Теперь о совпадениях конкретного ряда. Незадолго перед тем, как лишиться мне свободы, ее обрел мой отец, отбывший на севере восьмилетний срок. Домой заявился он, предупредив о своем приходе мать с отчимом, и последний отправился ночевать к приятелю. Отец мой, как мне тогда казалось, выглядел не ахти. И в сравнении с отчимом, экипированным во все военно-морское, офицерское, критики не выдерживал. Полинявшая гимнастерка «пехотного образца» была несуразно длинна и в паре с коричневыми, на коленях заплаты, гражданскими брючатами навевала тоску. Даже пуговицы на гимнастерке были цивильными, а точнее — самодельными деревяшками, а сама гимнастерка перехватывалась в поясе не кожаным комсоставским ремнем, а какой-то плетеной веревкой. На ногах отца крепились завязками парусиновые тапочки, или спортсменки. Шея у отца длинная, взгляд из-под очков внимательный, строгий, изучающий — педагогический. От таких взглядов я тогда, как правило, отворачивался или вовсе убегал прочь. А тут сиди, как под микроскопом, терпи. Жди, когда тебя полностью разглядят и раскусят.
Отец с матерью проговорили всю ночь, я пытался их подслушивать из-за шкафа, где стоял мой диван, и, естественно, ничего не понял, а затем мне сделалось стыдно за подслушивание и я уснул. А когда проснулся, отца в комнате уже не было. Он уехал куда-то на Волгу, к своей сестре, сельской учительнице.

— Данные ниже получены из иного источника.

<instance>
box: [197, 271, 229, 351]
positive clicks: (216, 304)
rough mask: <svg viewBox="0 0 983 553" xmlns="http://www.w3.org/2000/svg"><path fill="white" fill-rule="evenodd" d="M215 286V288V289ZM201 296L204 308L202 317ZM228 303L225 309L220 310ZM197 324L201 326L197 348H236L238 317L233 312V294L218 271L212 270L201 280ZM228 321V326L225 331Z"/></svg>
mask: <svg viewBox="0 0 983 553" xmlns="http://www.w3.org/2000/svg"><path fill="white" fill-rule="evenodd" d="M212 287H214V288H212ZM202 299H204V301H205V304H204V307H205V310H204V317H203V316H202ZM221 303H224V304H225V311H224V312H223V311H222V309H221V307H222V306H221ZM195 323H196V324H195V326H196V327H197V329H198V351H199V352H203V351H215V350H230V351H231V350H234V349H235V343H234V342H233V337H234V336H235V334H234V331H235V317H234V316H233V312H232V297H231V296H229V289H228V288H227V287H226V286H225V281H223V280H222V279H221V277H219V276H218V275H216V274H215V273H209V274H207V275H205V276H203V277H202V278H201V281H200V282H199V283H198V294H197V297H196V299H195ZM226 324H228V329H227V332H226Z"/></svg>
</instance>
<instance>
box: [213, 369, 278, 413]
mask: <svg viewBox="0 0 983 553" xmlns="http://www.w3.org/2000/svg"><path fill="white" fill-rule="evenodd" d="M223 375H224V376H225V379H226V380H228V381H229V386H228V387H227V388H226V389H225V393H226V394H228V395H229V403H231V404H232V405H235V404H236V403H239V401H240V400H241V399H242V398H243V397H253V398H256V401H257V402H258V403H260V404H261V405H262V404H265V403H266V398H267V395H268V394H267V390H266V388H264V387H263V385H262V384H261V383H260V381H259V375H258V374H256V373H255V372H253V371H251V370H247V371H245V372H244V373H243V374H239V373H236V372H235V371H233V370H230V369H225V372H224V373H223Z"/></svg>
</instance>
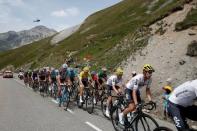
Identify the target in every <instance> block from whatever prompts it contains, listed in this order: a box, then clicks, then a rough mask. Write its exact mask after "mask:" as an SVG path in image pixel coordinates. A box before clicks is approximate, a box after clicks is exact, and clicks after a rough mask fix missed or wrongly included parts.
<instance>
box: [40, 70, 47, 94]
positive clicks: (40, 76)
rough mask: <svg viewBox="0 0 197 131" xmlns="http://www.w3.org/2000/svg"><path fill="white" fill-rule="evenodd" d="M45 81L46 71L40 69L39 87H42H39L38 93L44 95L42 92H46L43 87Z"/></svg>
mask: <svg viewBox="0 0 197 131" xmlns="http://www.w3.org/2000/svg"><path fill="white" fill-rule="evenodd" d="M46 80H47V77H46V70H45V69H41V71H40V72H39V83H40V85H42V86H41V87H40V93H44V91H46V89H45V88H46V87H45V84H46Z"/></svg>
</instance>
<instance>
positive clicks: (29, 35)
mask: <svg viewBox="0 0 197 131" xmlns="http://www.w3.org/2000/svg"><path fill="white" fill-rule="evenodd" d="M55 33H57V32H56V31H55V30H52V29H48V28H46V27H45V26H36V27H34V28H32V29H30V30H24V31H20V32H15V31H9V32H6V33H1V34H0V51H5V50H9V49H14V48H18V47H21V46H23V45H26V44H29V43H32V42H34V41H38V40H41V39H43V38H46V37H49V36H52V35H54V34H55Z"/></svg>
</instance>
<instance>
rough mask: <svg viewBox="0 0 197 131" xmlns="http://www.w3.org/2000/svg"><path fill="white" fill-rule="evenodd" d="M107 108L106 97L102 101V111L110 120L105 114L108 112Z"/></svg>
mask: <svg viewBox="0 0 197 131" xmlns="http://www.w3.org/2000/svg"><path fill="white" fill-rule="evenodd" d="M106 107H107V97H104V98H103V99H102V100H101V110H102V113H103V115H104V116H105V117H106V118H108V117H107V116H106V114H105V112H106Z"/></svg>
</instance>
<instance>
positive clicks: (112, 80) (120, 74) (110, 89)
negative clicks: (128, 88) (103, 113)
mask: <svg viewBox="0 0 197 131" xmlns="http://www.w3.org/2000/svg"><path fill="white" fill-rule="evenodd" d="M122 76H123V70H122V69H121V68H117V69H116V71H115V74H114V75H112V76H110V77H109V78H108V80H107V95H108V99H107V107H106V112H105V114H106V116H107V117H110V108H111V106H110V105H111V103H112V90H113V91H115V93H116V94H121V93H122V90H121V88H122V87H123V83H122Z"/></svg>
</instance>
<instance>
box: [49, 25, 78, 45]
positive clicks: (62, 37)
mask: <svg viewBox="0 0 197 131" xmlns="http://www.w3.org/2000/svg"><path fill="white" fill-rule="evenodd" d="M79 27H80V25H76V26H73V27H70V28H68V29H65V30H63V31H61V32H59V33H58V34H56V35H55V36H54V37H53V38H52V40H51V44H52V45H54V44H57V43H59V42H60V41H62V40H64V39H66V38H67V37H69V36H70V35H72V34H73V33H75V32H76V31H77V30H78V29H79Z"/></svg>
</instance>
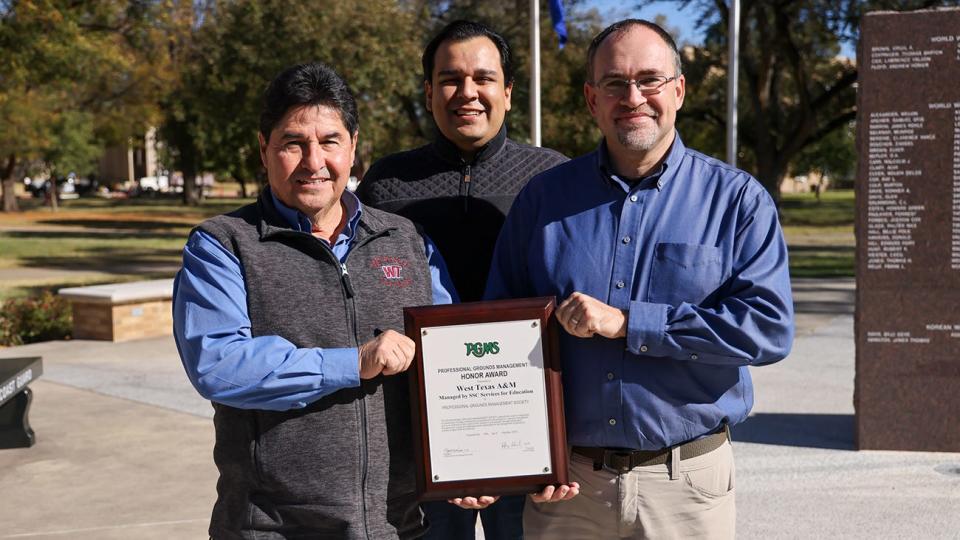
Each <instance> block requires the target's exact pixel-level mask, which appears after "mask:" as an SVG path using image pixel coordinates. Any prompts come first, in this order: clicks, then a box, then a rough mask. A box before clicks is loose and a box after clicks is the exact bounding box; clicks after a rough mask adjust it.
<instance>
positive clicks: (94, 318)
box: [59, 279, 173, 341]
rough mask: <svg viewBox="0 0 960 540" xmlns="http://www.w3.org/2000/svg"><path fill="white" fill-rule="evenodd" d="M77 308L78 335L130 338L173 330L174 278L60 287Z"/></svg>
mask: <svg viewBox="0 0 960 540" xmlns="http://www.w3.org/2000/svg"><path fill="white" fill-rule="evenodd" d="M59 294H60V296H62V297H64V298H66V299H67V300H69V301H70V306H71V308H72V309H73V337H74V339H98V340H106V341H129V340H132V339H142V338H148V337H158V336H168V335H171V334H172V333H173V315H172V313H171V310H172V301H173V280H172V279H158V280H153V281H134V282H131V283H113V284H109V285H92V286H89V287H70V288H66V289H60V291H59Z"/></svg>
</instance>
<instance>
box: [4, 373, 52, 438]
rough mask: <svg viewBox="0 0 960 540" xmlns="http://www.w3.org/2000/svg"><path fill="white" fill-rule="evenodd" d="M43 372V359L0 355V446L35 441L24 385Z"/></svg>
mask: <svg viewBox="0 0 960 540" xmlns="http://www.w3.org/2000/svg"><path fill="white" fill-rule="evenodd" d="M42 373H43V360H42V359H40V358H39V357H32V358H0V448H28V447H30V446H33V443H34V442H36V437H35V436H34V434H33V430H32V429H30V420H29V418H28V417H27V415H28V414H29V412H30V402H31V401H33V392H31V391H30V389H29V388H28V387H27V385H28V384H30V383H31V382H32V381H33V380H34V379H36V378H38V377H40V375H41V374H42Z"/></svg>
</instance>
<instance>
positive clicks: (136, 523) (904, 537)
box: [0, 280, 960, 540]
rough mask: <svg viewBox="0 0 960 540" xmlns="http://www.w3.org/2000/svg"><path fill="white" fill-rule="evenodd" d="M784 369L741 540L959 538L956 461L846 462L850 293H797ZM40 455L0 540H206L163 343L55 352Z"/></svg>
mask: <svg viewBox="0 0 960 540" xmlns="http://www.w3.org/2000/svg"><path fill="white" fill-rule="evenodd" d="M794 290H795V297H796V305H797V308H798V309H797V310H798V318H797V325H798V332H797V340H796V342H795V345H794V350H793V353H792V354H791V356H790V358H788V359H786V360H785V361H783V362H780V363H777V364H775V365H772V366H766V367H762V368H759V369H756V370H753V372H752V373H753V376H754V381H755V386H756V405H755V407H754V412H753V415H752V416H751V418H750V419H749V420H748V421H747V422H745V423H744V424H742V425H740V426H738V427H737V428H735V430H734V438H735V440H736V442H735V446H734V447H735V452H736V456H737V468H738V473H737V506H738V537H739V538H742V539H765V540H766V539H792V538H798V539H806V538H844V539H860V538H863V539H871V540H872V539H876V538H898V539H899V538H918V539H920V538H922V539H953V540H956V539H960V453H926V452H878V451H864V452H858V451H854V450H853V404H852V396H853V378H854V342H853V318H852V311H853V307H852V306H853V291H854V284H853V281H852V280H829V281H825V280H796V281H795V283H794ZM26 355H42V356H43V357H44V375H43V377H42V378H41V379H39V380H37V381H36V382H34V383H33V385H32V388H33V389H34V391H35V394H34V404H33V408H32V410H31V417H30V420H31V423H32V425H33V427H34V430H35V431H36V433H37V440H38V442H37V444H36V446H34V447H33V448H29V449H16V450H0V524H2V527H0V539H5V538H39V539H60V538H71V539H80V540H86V539H91V540H92V539H120V538H123V539H127V538H138V539H144V540H151V539H169V538H178V539H179V538H206V526H207V520H208V518H209V515H210V508H211V506H212V504H213V500H214V497H215V483H216V476H217V475H216V470H215V468H214V466H213V462H212V458H211V451H212V447H213V429H212V426H211V423H210V419H209V418H210V417H211V416H212V409H211V408H210V405H209V403H207V402H205V401H204V400H202V399H201V398H200V397H199V396H197V395H196V393H195V392H194V391H193V389H192V388H191V387H190V385H189V384H188V382H187V380H186V378H185V377H184V376H183V374H182V370H181V367H180V365H179V360H178V358H177V354H176V348H175V347H174V345H173V342H172V340H171V339H170V338H159V339H151V340H143V341H137V342H130V343H121V344H114V343H104V342H94V341H80V340H77V341H69V342H49V343H41V344H34V345H28V346H24V347H17V348H13V349H4V350H0V357H11V356H26Z"/></svg>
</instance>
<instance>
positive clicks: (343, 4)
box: [161, 0, 417, 182]
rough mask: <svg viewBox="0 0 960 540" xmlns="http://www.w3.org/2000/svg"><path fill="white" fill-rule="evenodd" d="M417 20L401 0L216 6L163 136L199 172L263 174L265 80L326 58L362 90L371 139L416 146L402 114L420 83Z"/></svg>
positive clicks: (181, 76) (364, 119) (344, 74)
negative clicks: (261, 151) (298, 64)
mask: <svg viewBox="0 0 960 540" xmlns="http://www.w3.org/2000/svg"><path fill="white" fill-rule="evenodd" d="M413 21H414V11H413V8H411V7H410V6H407V5H405V3H402V2H395V1H392V0H372V1H369V2H338V3H332V4H327V3H324V4H323V5H322V7H321V6H318V5H315V4H313V3H310V2H306V3H279V2H276V3H274V2H267V3H262V2H255V1H251V0H236V1H231V2H219V3H216V4H211V5H210V6H208V9H207V10H206V11H205V12H204V15H203V20H202V23H201V24H199V25H198V26H197V27H196V28H195V31H194V32H193V36H192V39H193V40H194V41H193V42H192V43H191V45H190V46H189V47H187V48H185V49H184V50H185V51H186V53H185V54H186V55H185V57H184V58H185V60H184V61H183V62H180V63H179V68H180V69H179V70H178V73H179V77H180V79H179V82H178V88H177V91H176V92H175V93H173V94H171V96H170V99H169V100H168V102H167V103H166V107H165V108H166V110H167V114H166V118H165V121H164V127H163V129H162V130H161V134H162V136H163V137H164V139H165V140H166V141H167V143H168V144H169V145H170V146H172V147H173V148H174V150H175V152H176V153H177V154H178V156H179V159H180V160H181V166H182V167H183V166H184V163H185V162H184V161H183V160H184V159H185V158H187V157H189V158H190V159H191V160H193V162H194V165H192V166H195V167H198V169H197V170H200V169H207V170H214V171H217V172H219V173H221V174H225V175H228V176H231V177H233V178H236V179H238V180H240V181H241V182H243V181H244V180H245V179H246V178H261V171H260V154H259V146H258V143H257V127H258V125H259V113H260V106H261V99H262V94H263V91H264V89H265V86H266V84H267V83H268V82H269V81H270V79H271V78H272V77H273V76H275V75H276V74H278V73H279V72H280V71H281V70H283V69H285V68H287V67H289V66H291V65H293V64H296V63H302V62H308V61H314V60H319V61H323V62H326V63H328V64H330V65H331V66H333V67H334V68H335V69H337V70H338V71H339V72H340V74H341V75H342V76H343V77H344V78H345V79H346V80H347V81H348V83H349V84H350V86H351V89H352V90H353V91H354V94H355V95H356V97H357V101H358V108H359V112H360V118H361V128H360V138H361V141H363V142H364V146H365V147H367V148H369V147H371V146H372V147H376V148H391V149H399V148H402V147H407V146H410V145H412V144H413V143H414V142H415V141H416V134H415V133H413V132H412V130H410V128H409V126H408V125H407V124H406V123H405V122H402V121H398V120H400V119H402V118H403V117H404V116H403V112H402V107H403V97H404V96H407V95H409V94H411V93H412V92H415V91H416V86H415V85H414V79H413V78H412V77H411V76H410V75H411V69H412V68H413V67H414V66H416V65H417V64H416V62H415V58H417V57H416V54H415V50H416V47H417V43H416V41H415V39H414V38H412V37H411V34H410V33H409V32H408V31H407V30H408V29H409V28H410V27H412V26H413ZM362 157H363V156H362ZM365 157H366V158H367V159H369V156H365ZM185 173H186V171H185ZM185 176H186V174H185Z"/></svg>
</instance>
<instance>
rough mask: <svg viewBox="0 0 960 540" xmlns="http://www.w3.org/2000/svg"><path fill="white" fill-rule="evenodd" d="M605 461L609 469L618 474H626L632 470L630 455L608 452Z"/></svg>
mask: <svg viewBox="0 0 960 540" xmlns="http://www.w3.org/2000/svg"><path fill="white" fill-rule="evenodd" d="M606 461H607V463H608V465H609V467H610V468H611V469H614V470H617V471H620V472H627V471H629V470H630V469H631V468H632V466H631V464H630V454H629V453H627V452H609V453H608V454H607V460H606Z"/></svg>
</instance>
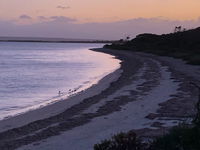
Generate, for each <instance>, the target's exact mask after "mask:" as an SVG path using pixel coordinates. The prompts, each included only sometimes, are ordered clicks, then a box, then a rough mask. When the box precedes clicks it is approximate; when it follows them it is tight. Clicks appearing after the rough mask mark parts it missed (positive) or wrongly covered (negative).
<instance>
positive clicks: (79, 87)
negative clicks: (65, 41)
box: [0, 42, 119, 119]
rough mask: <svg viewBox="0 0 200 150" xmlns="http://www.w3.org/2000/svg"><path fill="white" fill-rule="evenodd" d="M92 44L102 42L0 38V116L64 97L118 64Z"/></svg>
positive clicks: (94, 44)
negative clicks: (61, 94)
mask: <svg viewBox="0 0 200 150" xmlns="http://www.w3.org/2000/svg"><path fill="white" fill-rule="evenodd" d="M96 47H102V44H66V43H15V42H11V43H6V42H0V119H3V118H5V117H8V116H13V115H16V114H19V113H23V112H25V111H28V110H30V109H36V108H38V107H41V106H44V105H46V104H48V103H51V102H55V101H58V100H60V99H61V98H66V97H68V96H69V95H71V94H74V93H76V92H79V91H81V90H84V89H86V88H88V87H90V86H91V85H92V84H94V83H96V82H97V81H98V80H100V79H101V78H102V77H104V76H105V75H107V74H109V73H110V72H112V71H114V70H115V69H117V68H118V67H119V60H116V59H113V58H112V56H111V55H107V54H103V53H97V52H93V51H90V50H89V49H90V48H96ZM58 91H61V92H62V96H59V95H58Z"/></svg>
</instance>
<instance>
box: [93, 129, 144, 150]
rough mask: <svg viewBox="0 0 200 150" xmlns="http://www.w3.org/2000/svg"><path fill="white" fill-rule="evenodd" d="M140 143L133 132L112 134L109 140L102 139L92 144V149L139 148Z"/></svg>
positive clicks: (100, 149)
mask: <svg viewBox="0 0 200 150" xmlns="http://www.w3.org/2000/svg"><path fill="white" fill-rule="evenodd" d="M141 147H142V144H141V142H140V140H139V139H137V136H136V134H135V133H134V132H132V131H129V132H128V133H120V134H117V135H114V136H113V137H112V138H111V139H110V140H104V141H102V142H101V143H100V144H95V145H94V150H141Z"/></svg>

Отец мне тогда не то чтобы не понравился, во всяком случае — не приглянулся. В нищенском одеянии, неуклюжий, за плечами котомка. И эти очки вдобавок. Я знал, что он — «из тюряги». Но, как ни странно, именно это обстоятельство делало отца в моих глазах не конченным человеком, а заслуживающим хоть какого-то внимания и даже — уважения.
Как выяснилось позже, отец в городе объявился, можно сказать, нелегально, потому что разрешения на жительство в Ленинграде не имел, никакими правами вообще обеспечен не был. В справочке возле отметки о судимости значился некий пунктик, эдакая надбавочка к восьмилетнему сроку — четыре года поражения в правах, или, как говорили все те же зеки, «четыре по рогам».
Одним словом, друга для себя в отце я в тот раз еще не разглядел. Даже чуть позже, убежав из колонии, когда резоннее всего было направиться к отцу, в заволжскую глушь, откуда меня не скоро бы достали, я по инерции помчался в Ленинград, где и был схвачен одышливым дворником дядей Костей, и, если б не мои проворные ноги, заменявшие мне крылья, возвернули бы меня грамотные люди в Саратовскую область, в крошечный городишко с внушительным именем Маркс, на окраине которого располагалась колония, и неизвестно, чем бы все это кончилось — в смысле сюжета моей биографии.